Fahmy menilai keuangan Pertamina tidak akan tergerus signifikan. Sebaliknya, Pertamina tetap memperoleh keuntungan dari keseluruhan pendapatan hulu dan hilir.
“Pertamina masih mencatat keuntungan, tapi memang tidak sebesar kalau menaikkan harga premium,” katanya.

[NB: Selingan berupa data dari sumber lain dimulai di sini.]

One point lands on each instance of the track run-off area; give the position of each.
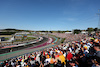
(17, 53)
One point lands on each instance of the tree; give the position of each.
(95, 29)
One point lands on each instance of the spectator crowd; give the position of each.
(82, 53)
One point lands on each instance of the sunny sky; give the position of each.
(49, 14)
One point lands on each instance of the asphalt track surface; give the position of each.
(2, 51)
(24, 51)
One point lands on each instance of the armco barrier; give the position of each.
(33, 51)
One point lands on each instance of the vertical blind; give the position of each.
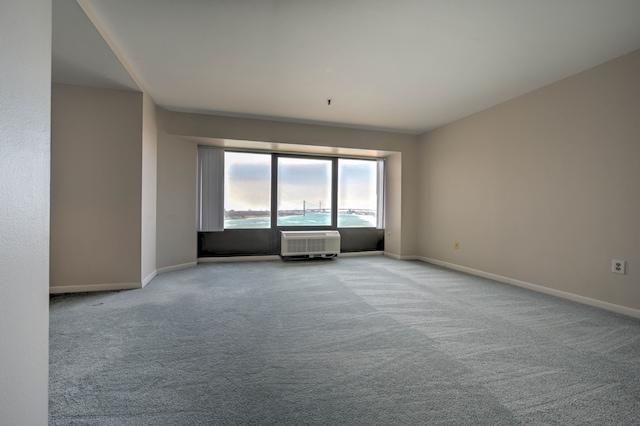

Sementara itu, pengamat energi dari Universitas Indonesia Iwa Garniwa beranggapan pemerintah harus mempunyai kebijakan tidak merugikan Pertamina. Dia mengatakan, pada 2017 laba BUMN migas terbesar RI ini pun merosot 23% dibanding tahun sebelumnya, yakni USD2,41 miliar dari USD3,15 miliar yang pernah dicapai pada tahun sebelumnya. (Nanang wijayanto/Koran Sindo)
(Feb)
(Rani Hardjanti)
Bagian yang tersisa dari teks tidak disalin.